The real story of the week: Free-fall at the DIA
While some newspapers have been gallivanting about the globe spending
big dollars and daily attention on vacuous entertainment-meets-business
stories such as the Hirst auction, the most important arts journalism
of the week comes from Mark Stryker in today's Detroit Free Press: The
Detroit Institute of Arts, one of America's finest museums, is facing
major financial problems. Stryker reports that the DIA is facing a
staggering FY 2009 operating budget shortfall of $17 million on operating expenses of $34 million. [Image: A DIA Degas.] Stryker does a nice job of outlining the factors that have gone into DIA's troubles: macro-economic problems in Detroit and in Michigan, years of operating shortfalls that have been covered by depriving the museum's endowment of roughly $100 million, and a massive decline in government support. He also outlines how the museum hopes to fix the problem -- and the plans sound mighty thin.
The DIA story certainly has particulars rooted in problems in Michigan, where unemployment is at nine percent. (The national figure is 6.1 percent.) In metro Detroit it's even higher -- 10 percent -- and in the city itself the figure is over 14 percent. (Compounding the hurt: In Detroit consumer prices are up five percent in the last year.) The Michigan economy is so strained that not even the beloved Detroit Red Wings sold out playoff games during their recent run to the Stanley Cup.

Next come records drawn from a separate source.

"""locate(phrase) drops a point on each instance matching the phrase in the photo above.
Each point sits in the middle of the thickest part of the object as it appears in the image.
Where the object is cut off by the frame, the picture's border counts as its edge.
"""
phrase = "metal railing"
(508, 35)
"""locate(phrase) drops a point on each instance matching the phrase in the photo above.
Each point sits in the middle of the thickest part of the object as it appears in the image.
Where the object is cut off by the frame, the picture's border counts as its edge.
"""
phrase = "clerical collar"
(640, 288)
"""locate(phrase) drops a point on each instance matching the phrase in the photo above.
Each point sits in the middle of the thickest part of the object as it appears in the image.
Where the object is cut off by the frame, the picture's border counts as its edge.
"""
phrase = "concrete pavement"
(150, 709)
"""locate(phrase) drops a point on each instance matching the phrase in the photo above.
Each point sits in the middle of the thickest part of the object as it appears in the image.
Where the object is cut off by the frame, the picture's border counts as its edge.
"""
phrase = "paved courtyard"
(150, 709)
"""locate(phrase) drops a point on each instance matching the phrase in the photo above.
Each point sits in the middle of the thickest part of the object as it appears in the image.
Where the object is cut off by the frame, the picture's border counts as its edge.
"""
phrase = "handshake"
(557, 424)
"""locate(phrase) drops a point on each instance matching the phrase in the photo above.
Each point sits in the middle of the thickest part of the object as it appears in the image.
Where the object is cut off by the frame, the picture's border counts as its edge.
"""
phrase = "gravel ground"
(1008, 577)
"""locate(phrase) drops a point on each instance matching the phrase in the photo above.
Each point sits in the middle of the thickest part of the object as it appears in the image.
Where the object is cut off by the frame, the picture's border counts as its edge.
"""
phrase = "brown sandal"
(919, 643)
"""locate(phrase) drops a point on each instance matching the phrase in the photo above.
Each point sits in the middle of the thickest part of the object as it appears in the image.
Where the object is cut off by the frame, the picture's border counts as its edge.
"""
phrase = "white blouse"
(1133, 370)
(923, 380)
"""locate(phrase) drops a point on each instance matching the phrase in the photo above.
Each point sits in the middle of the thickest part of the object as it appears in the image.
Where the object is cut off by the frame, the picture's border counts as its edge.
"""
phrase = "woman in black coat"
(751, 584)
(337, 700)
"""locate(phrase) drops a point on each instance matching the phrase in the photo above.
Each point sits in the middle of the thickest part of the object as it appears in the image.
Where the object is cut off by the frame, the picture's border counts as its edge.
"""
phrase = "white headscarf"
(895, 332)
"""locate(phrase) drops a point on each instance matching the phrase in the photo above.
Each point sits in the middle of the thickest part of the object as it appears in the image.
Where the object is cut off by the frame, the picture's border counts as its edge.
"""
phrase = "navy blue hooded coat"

But what's happening at the
DIA is also part of an under-examined macro-narrative: During the first
peak period of American museums, then-wealthy cities in America's
industrial belt supported great collections and museums. Many of the
finest art objects in America are in museums in Detroit, Toledo,
Dayton, Cleveland, Pittsburgh, Buffalo, and Rochester, NY. [Image: A DIA Van Gogh.]But over the last couple decades the rust belt economy has suffered, and those cities have faced economic stagnation or recession. This past summer, a report from the U.S. Census Bureau showed that cities such as Dayton and Buffalo lost as much as seven percent of their population just last year. (Meanwhile, population is booming in the sun belt, a region with few great museums.) When Buffalo's Albright-Knox looked at its ability to stay relevant as a contemporary art museum, it decided it had to deaccession art in order to be able to continue to acquire art.
And now the DIA is in trouble. They won't be the last rust belt museum to struggle.